How to read form fragment references in a pdf document?

707 views Asked by At

I am working with adobe LiveCycle ES4 and I am attempting to make a custom LiveCycle component (in java) that counts references to a specified form fragment. However I am having some difficulty finding documentation on form fragments in pdf files. So my question is how would I go about reading form fragment references from a pdf document?

Also any documentation, API, or library that may help me with this task would be greatly appreciated.

--Form Fragments-- A form fragment is a collection of form objects (fields, buttons, shapes, tables, etc) as well as related style/formatting that is saved as a separate .xsd file in a form fragment library (usually a directory on the livecycle server that holds the .xsd files). References to form fragments can be inserted into a form when working in LiveCycle Designer.This is particularly useful for creating many similar forms (such as a form fragment with fields for contact information).

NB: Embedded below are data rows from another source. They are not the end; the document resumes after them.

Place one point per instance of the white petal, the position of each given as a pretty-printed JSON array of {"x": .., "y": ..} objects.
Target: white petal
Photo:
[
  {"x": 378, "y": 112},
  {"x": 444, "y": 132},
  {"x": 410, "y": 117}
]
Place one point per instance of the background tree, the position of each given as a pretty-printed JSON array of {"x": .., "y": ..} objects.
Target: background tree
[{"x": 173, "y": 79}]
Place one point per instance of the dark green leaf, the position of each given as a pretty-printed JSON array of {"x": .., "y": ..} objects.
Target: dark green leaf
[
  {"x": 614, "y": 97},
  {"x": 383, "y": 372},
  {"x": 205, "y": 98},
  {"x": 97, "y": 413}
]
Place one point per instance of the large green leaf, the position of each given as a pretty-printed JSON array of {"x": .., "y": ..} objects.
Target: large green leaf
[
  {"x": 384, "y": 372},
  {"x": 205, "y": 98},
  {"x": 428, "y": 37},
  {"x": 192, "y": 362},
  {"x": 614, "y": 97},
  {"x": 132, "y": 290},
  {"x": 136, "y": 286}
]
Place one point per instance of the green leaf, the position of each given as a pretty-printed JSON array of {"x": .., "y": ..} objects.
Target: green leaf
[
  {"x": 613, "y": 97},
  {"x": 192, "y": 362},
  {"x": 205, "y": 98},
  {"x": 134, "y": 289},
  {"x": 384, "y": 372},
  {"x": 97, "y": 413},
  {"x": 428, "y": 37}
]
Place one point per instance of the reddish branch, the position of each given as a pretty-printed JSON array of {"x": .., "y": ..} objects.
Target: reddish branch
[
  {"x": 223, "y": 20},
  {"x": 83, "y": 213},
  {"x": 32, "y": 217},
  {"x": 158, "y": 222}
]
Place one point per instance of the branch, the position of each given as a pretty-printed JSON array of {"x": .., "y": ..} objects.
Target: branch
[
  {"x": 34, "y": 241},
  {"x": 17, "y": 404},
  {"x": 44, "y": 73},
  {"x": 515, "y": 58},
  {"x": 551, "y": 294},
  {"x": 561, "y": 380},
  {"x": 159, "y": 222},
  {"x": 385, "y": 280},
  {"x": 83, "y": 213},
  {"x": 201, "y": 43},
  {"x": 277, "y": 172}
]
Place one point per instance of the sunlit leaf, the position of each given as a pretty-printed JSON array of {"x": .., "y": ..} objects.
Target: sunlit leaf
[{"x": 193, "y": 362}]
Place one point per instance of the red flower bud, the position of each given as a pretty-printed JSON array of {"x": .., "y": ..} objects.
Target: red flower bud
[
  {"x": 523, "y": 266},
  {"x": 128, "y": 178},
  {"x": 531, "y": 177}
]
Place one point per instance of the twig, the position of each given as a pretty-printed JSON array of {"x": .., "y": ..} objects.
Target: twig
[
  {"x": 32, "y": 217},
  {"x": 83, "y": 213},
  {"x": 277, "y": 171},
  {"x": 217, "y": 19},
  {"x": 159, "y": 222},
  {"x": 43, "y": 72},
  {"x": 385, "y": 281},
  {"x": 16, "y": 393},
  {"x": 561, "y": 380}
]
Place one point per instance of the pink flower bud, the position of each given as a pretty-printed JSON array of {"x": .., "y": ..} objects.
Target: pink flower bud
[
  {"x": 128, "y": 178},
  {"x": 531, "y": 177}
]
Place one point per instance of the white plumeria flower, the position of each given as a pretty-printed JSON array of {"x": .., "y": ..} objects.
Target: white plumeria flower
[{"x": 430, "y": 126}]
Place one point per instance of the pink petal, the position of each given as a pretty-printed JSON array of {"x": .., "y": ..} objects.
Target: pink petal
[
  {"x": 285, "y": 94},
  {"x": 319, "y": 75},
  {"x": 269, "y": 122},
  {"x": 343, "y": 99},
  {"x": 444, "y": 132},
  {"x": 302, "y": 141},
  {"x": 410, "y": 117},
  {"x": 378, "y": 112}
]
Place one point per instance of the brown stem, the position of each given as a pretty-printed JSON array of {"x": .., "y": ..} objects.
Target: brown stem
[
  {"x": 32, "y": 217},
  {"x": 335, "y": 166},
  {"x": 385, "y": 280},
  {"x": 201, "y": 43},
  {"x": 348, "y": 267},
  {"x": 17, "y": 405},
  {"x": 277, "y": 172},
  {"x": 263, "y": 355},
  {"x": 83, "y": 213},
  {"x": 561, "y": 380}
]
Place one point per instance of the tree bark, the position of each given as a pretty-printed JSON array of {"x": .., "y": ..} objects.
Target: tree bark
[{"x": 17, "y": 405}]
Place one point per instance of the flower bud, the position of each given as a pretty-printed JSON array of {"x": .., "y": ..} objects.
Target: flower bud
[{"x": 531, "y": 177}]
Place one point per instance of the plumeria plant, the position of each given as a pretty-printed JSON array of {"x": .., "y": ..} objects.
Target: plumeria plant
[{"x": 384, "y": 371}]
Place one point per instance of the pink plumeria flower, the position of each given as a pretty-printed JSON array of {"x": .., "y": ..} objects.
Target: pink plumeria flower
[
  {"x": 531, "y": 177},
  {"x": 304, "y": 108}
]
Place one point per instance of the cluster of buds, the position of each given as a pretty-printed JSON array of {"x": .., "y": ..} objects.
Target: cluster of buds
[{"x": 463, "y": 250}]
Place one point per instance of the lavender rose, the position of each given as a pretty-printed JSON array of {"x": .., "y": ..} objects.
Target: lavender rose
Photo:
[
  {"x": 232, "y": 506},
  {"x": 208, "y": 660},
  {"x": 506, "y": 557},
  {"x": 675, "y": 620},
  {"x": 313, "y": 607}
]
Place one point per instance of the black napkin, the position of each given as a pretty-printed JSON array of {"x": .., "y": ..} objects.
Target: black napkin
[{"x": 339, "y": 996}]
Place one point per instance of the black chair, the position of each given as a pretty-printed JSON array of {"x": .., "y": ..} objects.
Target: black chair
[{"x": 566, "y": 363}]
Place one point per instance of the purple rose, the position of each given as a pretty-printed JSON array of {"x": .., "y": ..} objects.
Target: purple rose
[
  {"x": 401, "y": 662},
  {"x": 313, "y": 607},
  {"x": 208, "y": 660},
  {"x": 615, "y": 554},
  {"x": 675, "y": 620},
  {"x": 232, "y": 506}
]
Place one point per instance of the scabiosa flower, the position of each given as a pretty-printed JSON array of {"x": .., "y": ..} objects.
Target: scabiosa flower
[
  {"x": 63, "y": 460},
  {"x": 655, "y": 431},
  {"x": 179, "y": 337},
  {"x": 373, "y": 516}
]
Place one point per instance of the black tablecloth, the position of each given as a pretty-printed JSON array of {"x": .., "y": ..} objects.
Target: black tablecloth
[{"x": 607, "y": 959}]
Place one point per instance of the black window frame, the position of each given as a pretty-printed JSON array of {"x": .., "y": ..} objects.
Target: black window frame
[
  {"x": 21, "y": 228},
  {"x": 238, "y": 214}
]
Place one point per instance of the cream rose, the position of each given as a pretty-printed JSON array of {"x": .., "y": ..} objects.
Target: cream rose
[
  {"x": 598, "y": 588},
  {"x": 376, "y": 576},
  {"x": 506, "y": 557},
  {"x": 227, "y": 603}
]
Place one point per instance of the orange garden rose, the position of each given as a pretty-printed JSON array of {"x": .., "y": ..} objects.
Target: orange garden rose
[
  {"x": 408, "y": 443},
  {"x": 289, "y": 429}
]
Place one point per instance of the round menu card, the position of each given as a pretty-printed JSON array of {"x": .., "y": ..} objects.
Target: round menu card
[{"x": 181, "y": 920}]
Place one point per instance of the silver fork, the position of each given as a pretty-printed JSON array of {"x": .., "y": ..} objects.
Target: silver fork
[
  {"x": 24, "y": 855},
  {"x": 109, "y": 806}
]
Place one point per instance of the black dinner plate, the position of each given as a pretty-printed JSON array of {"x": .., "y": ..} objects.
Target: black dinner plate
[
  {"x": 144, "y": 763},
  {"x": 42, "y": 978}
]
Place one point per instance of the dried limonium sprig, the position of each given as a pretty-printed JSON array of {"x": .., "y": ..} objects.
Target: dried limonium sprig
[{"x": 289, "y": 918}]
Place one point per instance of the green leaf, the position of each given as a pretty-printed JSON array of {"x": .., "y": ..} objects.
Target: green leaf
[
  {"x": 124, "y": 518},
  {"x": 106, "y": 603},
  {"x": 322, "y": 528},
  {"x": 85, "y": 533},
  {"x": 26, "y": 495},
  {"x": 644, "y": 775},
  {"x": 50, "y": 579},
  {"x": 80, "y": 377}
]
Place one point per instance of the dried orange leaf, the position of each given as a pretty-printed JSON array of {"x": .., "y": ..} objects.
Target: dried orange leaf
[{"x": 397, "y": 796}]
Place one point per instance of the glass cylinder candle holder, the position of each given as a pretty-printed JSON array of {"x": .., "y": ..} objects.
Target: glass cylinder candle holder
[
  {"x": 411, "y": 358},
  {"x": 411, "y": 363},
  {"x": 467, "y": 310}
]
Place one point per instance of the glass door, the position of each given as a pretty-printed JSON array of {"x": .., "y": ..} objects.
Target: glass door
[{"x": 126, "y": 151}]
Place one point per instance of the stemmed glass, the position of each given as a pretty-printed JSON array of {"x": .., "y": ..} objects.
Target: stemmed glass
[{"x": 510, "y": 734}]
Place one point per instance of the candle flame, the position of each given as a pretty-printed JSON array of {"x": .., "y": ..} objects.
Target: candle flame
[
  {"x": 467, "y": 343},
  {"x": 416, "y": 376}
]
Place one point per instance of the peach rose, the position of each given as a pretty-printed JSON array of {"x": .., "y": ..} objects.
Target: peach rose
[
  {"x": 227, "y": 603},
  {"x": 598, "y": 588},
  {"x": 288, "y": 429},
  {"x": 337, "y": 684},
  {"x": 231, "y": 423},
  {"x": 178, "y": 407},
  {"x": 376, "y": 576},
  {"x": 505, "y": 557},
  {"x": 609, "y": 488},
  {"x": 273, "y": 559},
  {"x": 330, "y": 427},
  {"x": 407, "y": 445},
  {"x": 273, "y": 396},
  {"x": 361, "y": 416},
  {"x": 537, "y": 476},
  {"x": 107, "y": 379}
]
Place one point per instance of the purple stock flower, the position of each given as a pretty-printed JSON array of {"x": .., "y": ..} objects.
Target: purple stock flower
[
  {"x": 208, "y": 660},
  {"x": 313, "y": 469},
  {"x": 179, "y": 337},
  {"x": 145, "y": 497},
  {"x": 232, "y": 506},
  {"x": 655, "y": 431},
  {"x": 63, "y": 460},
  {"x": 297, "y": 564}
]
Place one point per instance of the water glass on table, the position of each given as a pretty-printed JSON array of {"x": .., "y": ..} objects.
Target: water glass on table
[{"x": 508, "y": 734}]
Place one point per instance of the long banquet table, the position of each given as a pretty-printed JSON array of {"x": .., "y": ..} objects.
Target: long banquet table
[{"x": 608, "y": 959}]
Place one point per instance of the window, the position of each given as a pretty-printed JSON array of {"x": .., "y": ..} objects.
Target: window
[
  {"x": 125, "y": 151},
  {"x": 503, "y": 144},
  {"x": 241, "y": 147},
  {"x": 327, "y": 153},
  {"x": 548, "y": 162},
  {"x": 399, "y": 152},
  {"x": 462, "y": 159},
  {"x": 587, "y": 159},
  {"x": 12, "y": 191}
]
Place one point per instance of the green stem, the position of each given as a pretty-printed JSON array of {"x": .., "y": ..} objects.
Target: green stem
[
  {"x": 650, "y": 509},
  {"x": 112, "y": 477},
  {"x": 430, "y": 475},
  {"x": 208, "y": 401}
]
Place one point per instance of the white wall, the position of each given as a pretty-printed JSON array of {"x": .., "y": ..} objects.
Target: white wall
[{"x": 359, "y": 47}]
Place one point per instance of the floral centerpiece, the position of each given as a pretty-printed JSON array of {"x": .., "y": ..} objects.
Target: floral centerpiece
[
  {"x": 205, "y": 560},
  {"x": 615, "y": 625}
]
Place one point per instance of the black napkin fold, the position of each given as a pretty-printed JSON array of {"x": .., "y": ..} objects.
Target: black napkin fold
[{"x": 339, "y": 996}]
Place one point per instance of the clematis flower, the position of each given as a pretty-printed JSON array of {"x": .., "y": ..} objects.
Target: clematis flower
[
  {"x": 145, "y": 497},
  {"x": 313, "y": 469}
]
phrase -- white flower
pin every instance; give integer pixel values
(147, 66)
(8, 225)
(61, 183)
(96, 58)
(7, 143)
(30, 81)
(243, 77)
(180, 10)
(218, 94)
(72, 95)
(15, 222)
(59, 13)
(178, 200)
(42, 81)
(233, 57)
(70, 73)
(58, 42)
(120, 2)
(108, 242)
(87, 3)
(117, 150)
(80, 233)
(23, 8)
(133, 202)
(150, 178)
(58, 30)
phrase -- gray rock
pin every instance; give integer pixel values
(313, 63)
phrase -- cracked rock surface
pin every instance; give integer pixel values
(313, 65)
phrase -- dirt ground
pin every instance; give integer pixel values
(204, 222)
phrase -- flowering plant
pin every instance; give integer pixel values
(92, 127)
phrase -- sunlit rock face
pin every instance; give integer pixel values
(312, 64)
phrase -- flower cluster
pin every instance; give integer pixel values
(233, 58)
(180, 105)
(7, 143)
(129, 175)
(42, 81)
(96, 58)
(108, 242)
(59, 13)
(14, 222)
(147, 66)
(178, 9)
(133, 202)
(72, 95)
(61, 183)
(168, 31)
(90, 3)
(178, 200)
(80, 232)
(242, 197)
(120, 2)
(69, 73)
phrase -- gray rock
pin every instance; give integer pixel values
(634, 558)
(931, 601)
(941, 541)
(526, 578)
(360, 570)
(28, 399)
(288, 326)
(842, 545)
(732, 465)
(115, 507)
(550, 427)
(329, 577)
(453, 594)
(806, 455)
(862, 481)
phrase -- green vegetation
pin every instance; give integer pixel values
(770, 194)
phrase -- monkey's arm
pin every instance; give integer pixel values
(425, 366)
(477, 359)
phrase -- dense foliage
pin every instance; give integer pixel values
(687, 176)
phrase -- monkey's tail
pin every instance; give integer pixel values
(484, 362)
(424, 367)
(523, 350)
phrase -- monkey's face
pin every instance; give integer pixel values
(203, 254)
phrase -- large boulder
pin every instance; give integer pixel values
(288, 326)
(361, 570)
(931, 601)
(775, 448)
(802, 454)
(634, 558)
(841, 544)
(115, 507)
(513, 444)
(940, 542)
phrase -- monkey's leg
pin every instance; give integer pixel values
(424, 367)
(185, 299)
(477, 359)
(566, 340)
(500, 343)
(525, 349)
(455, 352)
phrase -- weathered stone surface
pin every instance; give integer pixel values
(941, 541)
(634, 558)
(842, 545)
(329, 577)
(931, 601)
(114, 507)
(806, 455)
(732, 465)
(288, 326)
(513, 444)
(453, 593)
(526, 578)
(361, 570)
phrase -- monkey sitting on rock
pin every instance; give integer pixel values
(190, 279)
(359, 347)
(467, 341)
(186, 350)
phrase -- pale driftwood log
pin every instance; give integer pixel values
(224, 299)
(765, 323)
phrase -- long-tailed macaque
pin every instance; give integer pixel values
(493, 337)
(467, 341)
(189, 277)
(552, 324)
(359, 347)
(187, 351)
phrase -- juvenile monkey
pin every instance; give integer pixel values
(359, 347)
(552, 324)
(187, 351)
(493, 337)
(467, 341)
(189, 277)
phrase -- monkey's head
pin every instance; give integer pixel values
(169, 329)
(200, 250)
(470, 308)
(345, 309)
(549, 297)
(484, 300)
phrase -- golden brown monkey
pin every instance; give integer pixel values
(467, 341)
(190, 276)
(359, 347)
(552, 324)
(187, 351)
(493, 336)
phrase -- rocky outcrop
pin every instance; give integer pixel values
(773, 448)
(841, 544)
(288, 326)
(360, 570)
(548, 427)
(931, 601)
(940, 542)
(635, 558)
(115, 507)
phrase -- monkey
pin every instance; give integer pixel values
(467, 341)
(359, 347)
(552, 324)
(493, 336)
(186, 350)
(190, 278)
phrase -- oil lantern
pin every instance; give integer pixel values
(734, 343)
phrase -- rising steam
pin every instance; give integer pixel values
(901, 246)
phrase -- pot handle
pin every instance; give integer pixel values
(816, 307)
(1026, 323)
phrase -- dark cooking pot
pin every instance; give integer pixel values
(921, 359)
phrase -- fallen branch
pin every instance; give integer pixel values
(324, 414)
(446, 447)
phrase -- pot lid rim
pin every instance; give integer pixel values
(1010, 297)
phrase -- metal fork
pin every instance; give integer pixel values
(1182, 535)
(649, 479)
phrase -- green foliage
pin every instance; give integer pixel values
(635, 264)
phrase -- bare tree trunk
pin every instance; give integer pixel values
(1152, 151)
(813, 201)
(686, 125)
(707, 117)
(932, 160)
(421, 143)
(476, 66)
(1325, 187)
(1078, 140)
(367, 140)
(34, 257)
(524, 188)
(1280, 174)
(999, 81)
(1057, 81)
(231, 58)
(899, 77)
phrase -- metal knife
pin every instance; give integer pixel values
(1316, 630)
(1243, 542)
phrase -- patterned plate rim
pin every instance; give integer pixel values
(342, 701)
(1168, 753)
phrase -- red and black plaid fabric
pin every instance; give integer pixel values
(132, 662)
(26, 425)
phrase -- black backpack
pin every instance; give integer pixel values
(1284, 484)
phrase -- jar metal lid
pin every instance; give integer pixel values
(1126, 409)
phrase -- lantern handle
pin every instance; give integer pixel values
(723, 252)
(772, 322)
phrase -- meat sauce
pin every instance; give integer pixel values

When a form fragment is edited the changes are reflected across all forms that hold a reference to that fragment (when the pdf is opened and has access to the form fragment library.

2

There are 2 answers

13
David van Driessche On BEST ANSWER

The PDF specification currently is an official ISO standard - ISO 32000. You should be able to get the document from the ISO organisation or from your country's standards organisation.

However, before being an ISO standard, PDF was developed and maintained by Adobe and they still have the specification available on their site: http://www.adobe.com/devnet/pdf/pdf_reference.html

There are differences between this specification and the ISO 32000 specification document, but they are largely from an editorial manner so for your purpose I'd look at the Adobe document.

Using the additional information in the comments, your test file and a low level PDF document browser (pdfToolbox in this case - attention, I'm affiliated with this product), I found following information:

In the "Catalog" object for your test PDF, you'll find a key named "AcroForm" that points to a dictionary with information about your form.

In that "AcroForm" dictionary you'll find a key called "XFA" that contains what appears to be almost all information about the XFA form that LifeCycle designer generated.

That "XFA" key points to an array which seems to consist of pairs of information. Element 0 is a string called "preamble", element 1 seems to be the data belonging to that string. So each pair of elements is a bit of information.

The information in that array consists of "preamble", "config", "template", "localeset", "xmpmeta" and "postamble". If you look at the element for "template" (the 6th element in the array if you calculate 1-based), you'll find the data you are looking for. The data is stored as a FlateDecoded stream that you'll have to uncompress - then it's just XML data that should be fairly easy to parse. In it are three lines that for you should be of particular interest:

<subform x="6.35mm" y="6.35mm" name="TestFragment1"
<subform x="3.175mm" y="34.925mm" name="TestFragment2"
<subform x="0.125in" y="2.75in" name="TestFragment2"

I'm assuming the XFA specification pointed to by mkl contains more information about these things, but it seems like simply looking for "subform" elements in the XML should get you the references to the form fragments pretty easily.

0
mkl On

In the XFA xml data in the sample PDF you provided there are processing instructions like this:

<?templateDesigner expand 1?><?designerFragmentSource CjxzdWJmb3JtIHVzZWhyZWY9Ii4uXC4uXC4uXEFkb2JlXEFkb2JlIExpdmVDeWNsZSBFUzRcZm9y
bV9mcmFnbWVudHNcVGVzdEZyYWdtZW50MS54ZHAjc29tKCR0ZW1wbGF0ZS5mb3JtMS5UZXN0RnJh
Z21lbnQxKSIgeD0iNi4zNW1tIiB5PSI2LjM1bW0iIHhtbG5zPSJodHRwOi8vd3d3LnhmYS5vcmcv
c2NoZW1hL3hmYS10ZW1wbGF0ZS8zLjMvIgo+PD90ZW1wbGF0ZURlc2lnbmVyIGV4cGFuZCAxPz48
L3N1YmZvcm0KPg==?>

Decoding the base64 encoded argument in there one gets:

<subform usehref="..\..\..\Adobe\Adobe LiveCycle ES4\form_fragments\TestFragment1.xdp#som($template.form1.TestFragment1)" x="6.35mm" y="6.35mm" xmlns="http://www.xfa.org/schema/xfa-template/3.3/"
><?templateDesigner expand 1?></subform
>

So it looks like your

custom LiveCycle component (in java) that counts references to a specified form fragment

should parse the XFA XML, look for these designerFragmentSource processing instructions, and analyze them.

Please be aware, though, that these processing instructions most likely are proprietary Adobe stuff (I at least did not find them in the current XFA specification). Thus, as soon some third party tool touches the XFA XML, the PIs might not be accurate anymore. You actually even cannot be sure what happens in different Adobe software versions.